You can find the proposal here: http://strategy.wikimedia.org/wiki/Proposal:Implement_and_deploy_checksum_re...
I want to thank Brion and Asher for giving feedback on prior drafts. Please feel free to improve this proposal.
Best, Diederik
PS: not sure if this proposal should be on strategy or mediawiki...
On 2011-09-03, at 7:16 AM, Daniel Friesen wrote:
On 11-09-02 09:33 PM, Rob Lanphier wrote:
On Fri, Sep 2, 2011 at 5:47 PM, Daniel Friesen lists@nadir-seen-fire.com wrote:
On 11-09-02 05:20 PM, Asher Feldman wrote:
When using for analysis, will we wish the new columns had partial indexes (first 6 characters?)

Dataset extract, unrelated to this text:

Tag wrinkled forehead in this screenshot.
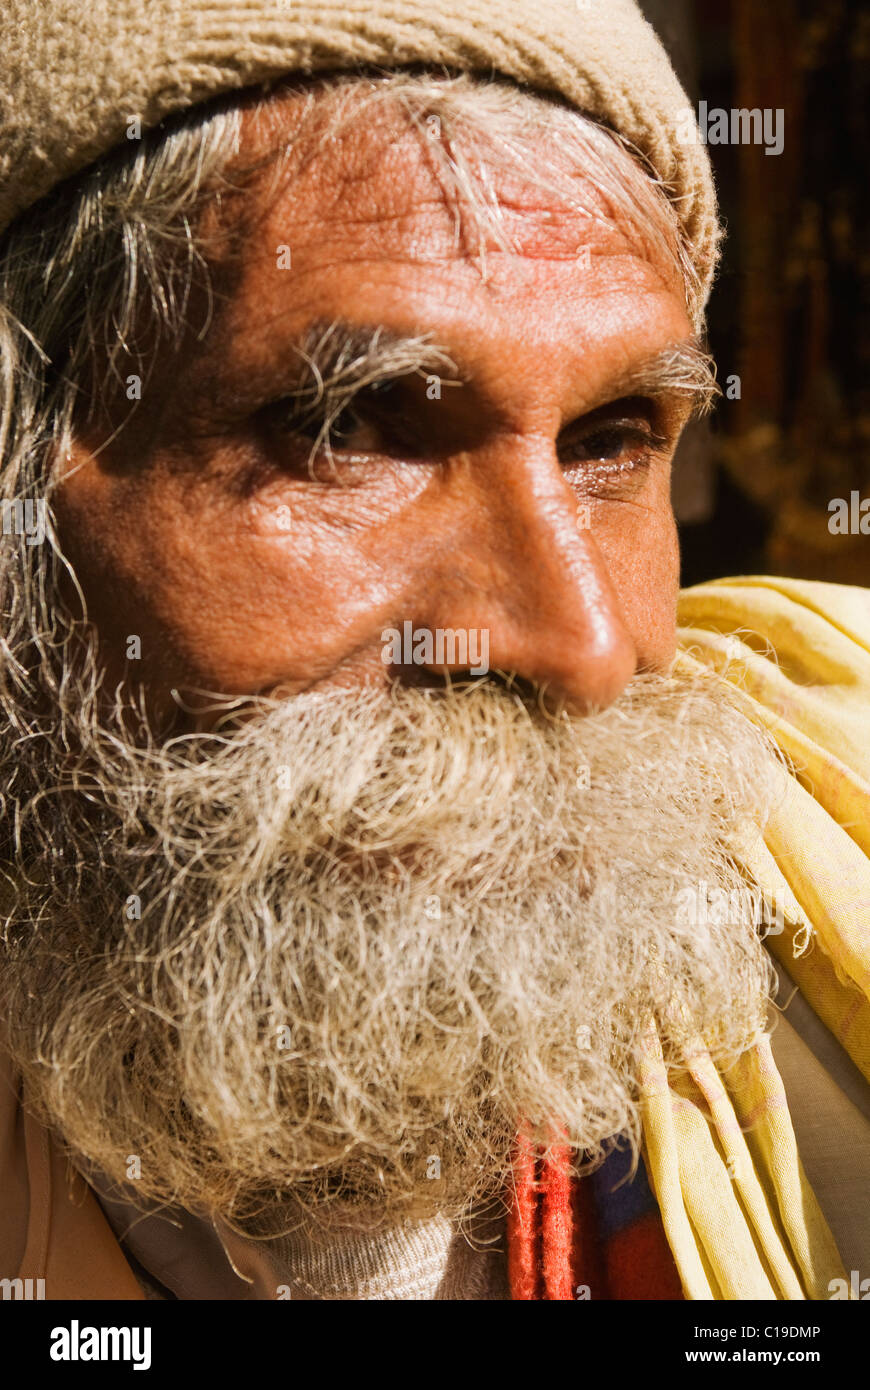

Bug 2939 is one relevant bug to this, it could probably use an index. [1] https://bugzilla.wikimedia.org/show_bug.cgi?id=2939
My understanding is that having a normal index on a table the size of our revision table will be far too expensive for db writes. ... Rob
We've got 5 normal indexes on revision:
- A unique int+int
- A binary(14)
- An int+binary(14)
- Another int+binary(14)
- And a varchar(255)+binary(14)
That bug wise a (rev_page,rev_sha1) or (rev_page,rev_timestamp,rev_sha1) may do.
-- ~Daniel Friesen (Dantman, Nadir-Seen-Fire) [http://daniel.friesen.name]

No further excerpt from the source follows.